Standard & Poor’s is lowering the credit ratings of 23 Australian financial institutions including AMP, Bank of Queensland and Bendigo and Adelaide Bank due to what it said is an increased chance of a sharp fall in property prices.
Auswide, MyState, Newcastle Permanent, Qudos and Rural Bank are also among the lenders to have their ratings cut by one notch, as S&P acted on concerns about record household debt and the continuing rise in Sydney and Melbourne property prices.
The ratings agency, whose decisions help determine how much lenders pay for the funds they need to make loans, said on Monday that private sector debt would hit 136 per cent of GDP next month.
The “too big to fail” quartet of Commonwealth Bank, Westpac, ANZ and National Australia Bank were not included in the widespread downgrade because of S&P’s assumption that the government would support them if necessary.
“We believe the risk of a sharp correction in property prices has increased,” S&P said in a statement.
“We consider that if this downside scenario were to occur, all financial institutions operating in Australia are likely to incur significantly greater credit losses than at present.”
Property prices fell one per cent in Melbourne and 0.4 per cent in Sydney in the week to May 21, according to CoreLogic data released Monday, but are still up 12 and 11 per cent respectively on the same time last year.
S&P said the outlook for Australian banks remained relatively benign by global standards but that economic risks had nonetheless increased along with soaring house prices.

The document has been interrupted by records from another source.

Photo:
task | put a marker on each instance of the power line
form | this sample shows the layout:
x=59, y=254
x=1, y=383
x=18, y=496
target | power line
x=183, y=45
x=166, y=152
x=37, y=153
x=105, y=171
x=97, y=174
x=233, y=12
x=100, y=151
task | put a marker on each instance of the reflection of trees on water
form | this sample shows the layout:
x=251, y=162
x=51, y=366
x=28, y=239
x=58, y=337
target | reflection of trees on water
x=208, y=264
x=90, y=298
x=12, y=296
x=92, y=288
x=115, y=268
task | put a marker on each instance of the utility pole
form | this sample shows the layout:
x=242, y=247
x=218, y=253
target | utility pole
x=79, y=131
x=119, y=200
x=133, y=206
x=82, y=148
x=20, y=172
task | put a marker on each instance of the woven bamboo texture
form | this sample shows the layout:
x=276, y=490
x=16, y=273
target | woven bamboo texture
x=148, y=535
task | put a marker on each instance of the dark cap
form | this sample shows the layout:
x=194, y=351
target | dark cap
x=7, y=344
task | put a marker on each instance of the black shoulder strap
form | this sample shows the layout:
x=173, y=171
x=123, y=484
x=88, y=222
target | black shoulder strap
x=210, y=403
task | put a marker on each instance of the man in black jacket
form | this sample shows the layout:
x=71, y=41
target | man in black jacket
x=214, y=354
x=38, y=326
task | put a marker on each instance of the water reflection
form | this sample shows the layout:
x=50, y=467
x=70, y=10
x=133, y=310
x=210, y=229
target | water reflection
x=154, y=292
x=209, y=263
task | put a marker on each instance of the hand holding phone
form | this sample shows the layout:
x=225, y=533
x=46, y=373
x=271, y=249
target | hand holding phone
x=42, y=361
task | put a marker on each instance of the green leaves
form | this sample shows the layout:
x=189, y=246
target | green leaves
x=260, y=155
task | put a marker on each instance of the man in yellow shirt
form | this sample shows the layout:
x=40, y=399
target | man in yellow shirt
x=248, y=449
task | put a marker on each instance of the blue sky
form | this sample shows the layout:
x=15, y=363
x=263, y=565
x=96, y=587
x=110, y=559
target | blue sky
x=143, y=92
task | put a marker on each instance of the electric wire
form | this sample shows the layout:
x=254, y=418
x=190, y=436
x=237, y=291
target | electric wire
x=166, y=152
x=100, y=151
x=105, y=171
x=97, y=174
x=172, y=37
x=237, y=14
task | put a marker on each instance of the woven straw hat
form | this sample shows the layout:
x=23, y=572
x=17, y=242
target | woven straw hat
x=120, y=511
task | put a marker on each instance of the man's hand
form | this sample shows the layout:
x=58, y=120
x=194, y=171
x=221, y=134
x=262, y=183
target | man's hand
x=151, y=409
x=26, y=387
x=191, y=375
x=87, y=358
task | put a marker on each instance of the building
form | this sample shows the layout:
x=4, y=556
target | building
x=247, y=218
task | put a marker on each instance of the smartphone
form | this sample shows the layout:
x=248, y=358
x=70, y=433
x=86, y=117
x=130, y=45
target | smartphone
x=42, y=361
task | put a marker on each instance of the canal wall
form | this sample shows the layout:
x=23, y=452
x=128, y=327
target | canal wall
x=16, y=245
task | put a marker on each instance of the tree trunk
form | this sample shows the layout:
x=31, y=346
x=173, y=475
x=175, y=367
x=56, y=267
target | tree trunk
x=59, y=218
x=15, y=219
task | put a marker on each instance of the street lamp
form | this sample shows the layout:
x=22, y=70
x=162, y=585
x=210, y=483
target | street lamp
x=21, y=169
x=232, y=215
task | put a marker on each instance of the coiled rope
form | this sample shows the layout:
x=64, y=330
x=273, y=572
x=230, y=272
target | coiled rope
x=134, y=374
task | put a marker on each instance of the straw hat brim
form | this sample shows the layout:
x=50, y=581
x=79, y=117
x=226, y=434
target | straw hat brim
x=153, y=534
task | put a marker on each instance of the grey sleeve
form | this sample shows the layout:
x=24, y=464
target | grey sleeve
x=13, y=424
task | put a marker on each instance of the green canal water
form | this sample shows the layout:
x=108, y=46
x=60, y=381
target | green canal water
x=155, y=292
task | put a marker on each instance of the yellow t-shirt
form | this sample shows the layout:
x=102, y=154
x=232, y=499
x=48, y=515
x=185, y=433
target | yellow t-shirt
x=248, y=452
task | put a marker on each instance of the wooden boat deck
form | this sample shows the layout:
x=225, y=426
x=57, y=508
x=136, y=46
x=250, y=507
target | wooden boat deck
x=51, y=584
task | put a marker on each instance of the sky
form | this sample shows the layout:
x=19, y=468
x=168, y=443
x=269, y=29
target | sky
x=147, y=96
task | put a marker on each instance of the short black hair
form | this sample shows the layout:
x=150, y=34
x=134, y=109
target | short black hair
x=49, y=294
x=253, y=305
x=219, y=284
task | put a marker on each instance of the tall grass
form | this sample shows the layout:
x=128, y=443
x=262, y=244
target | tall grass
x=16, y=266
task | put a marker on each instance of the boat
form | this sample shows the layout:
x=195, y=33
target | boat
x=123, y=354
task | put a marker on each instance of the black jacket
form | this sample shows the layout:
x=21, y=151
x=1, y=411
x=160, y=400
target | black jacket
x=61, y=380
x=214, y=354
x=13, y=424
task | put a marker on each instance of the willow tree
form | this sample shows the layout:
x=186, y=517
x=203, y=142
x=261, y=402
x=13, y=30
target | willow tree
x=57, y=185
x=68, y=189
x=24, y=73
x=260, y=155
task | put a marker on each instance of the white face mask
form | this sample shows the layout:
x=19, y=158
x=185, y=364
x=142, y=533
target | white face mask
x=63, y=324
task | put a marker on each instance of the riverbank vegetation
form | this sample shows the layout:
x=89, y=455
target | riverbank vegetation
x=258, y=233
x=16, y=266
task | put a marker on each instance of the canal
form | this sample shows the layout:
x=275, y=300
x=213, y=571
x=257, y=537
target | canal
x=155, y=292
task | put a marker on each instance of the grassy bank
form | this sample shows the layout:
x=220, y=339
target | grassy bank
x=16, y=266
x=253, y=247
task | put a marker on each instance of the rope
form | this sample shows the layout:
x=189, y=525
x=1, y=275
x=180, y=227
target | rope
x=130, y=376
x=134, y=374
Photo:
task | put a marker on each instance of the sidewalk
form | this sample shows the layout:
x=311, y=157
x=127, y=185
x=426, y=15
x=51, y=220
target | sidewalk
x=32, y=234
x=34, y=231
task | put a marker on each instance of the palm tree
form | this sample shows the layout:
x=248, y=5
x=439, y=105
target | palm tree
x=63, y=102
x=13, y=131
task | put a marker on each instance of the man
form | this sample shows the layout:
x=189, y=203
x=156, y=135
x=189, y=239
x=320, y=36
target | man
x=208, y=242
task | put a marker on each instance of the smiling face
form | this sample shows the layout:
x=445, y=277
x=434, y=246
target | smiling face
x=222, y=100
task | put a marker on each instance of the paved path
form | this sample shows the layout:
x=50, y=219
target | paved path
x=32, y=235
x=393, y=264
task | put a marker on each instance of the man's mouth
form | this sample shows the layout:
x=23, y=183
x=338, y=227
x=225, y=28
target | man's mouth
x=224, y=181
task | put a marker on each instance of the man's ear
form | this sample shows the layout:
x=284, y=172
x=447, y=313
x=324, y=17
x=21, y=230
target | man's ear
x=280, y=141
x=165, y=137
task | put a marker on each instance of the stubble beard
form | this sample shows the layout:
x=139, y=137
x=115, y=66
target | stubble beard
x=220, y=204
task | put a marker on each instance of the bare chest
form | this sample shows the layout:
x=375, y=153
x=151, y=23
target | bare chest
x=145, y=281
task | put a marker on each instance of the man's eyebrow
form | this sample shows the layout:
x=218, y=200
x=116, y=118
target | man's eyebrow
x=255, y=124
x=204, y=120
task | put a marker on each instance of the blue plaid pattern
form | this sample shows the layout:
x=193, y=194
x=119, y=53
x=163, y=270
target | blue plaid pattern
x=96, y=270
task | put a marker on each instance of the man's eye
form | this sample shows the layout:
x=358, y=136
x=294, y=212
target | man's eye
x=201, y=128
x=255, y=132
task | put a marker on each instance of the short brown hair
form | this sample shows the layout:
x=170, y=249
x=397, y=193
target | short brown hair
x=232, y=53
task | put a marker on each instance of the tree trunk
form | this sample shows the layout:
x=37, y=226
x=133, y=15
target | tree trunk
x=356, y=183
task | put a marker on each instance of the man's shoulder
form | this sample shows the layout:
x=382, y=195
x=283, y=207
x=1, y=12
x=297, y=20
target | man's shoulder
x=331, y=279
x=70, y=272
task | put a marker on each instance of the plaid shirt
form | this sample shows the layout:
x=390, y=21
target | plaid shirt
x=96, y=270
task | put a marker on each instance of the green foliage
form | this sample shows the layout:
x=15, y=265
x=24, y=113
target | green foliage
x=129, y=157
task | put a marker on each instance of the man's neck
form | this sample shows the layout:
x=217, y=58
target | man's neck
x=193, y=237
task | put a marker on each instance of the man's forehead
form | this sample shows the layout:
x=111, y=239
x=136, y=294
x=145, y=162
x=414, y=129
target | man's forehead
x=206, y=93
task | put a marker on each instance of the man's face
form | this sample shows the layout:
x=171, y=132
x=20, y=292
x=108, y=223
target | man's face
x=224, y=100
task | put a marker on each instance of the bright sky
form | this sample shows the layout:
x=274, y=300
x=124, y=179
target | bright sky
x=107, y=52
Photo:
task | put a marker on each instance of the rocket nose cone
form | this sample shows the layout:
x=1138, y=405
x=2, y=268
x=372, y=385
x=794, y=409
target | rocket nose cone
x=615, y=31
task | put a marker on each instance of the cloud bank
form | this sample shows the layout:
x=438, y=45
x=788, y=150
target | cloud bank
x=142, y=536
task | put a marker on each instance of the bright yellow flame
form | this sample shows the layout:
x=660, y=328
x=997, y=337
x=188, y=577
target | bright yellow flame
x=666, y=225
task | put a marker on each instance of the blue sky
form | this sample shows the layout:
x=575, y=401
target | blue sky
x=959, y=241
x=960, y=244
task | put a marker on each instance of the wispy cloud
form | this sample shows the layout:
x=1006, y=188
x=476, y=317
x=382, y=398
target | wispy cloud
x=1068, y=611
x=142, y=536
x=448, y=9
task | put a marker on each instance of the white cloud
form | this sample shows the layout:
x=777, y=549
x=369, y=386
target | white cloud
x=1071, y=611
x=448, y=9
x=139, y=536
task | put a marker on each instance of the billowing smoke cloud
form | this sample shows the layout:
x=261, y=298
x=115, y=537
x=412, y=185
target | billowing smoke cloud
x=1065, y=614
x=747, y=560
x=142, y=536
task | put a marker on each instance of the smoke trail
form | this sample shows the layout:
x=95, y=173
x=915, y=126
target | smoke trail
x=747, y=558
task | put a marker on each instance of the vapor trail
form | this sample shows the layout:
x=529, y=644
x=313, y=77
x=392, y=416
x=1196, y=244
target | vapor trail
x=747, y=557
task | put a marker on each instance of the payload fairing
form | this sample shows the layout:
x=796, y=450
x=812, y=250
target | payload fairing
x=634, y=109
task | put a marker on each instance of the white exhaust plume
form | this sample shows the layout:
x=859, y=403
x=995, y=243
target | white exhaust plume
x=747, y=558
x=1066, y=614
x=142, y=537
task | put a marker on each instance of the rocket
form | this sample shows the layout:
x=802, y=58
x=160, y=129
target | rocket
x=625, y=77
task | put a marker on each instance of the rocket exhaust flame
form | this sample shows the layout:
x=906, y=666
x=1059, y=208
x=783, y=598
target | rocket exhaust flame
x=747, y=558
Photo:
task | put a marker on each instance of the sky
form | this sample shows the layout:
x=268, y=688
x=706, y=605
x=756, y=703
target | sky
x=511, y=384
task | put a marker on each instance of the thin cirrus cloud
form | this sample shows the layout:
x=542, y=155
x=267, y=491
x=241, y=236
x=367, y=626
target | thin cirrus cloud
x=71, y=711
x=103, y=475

“With residential home loans securing about two-thirds of banks’ lending assets, the impact of such a scenario on financial institutions would be amplified by the Australian economy’s external weaknesses, in particular its persistent current account deficits and high level of external debt,” Standard & Poor’s said.
However, S&P said intervention by regulators should head off the worst case scenario of a market crash.
The Australian Prudential Regulation Authority recently told lenders to limit higher risk interest-only loans to 30 per cent of new residential mortgages.
“We consider that recent and possible further actions by the Australian authorities should aid in an unwinding of the imbalances in an orderly fashion, as has generally been the case in the past several cycles in Australia,” S&P said.
“This is most likely to occur through slower growth – or even a mild drop – in property prices over the next two years, without causing any significant increase in credit losses incurred by the Australian banks.”
Bendigo and Adelaide Bank acknowledged the downgrade in a statement to the Australian Securities Exchange.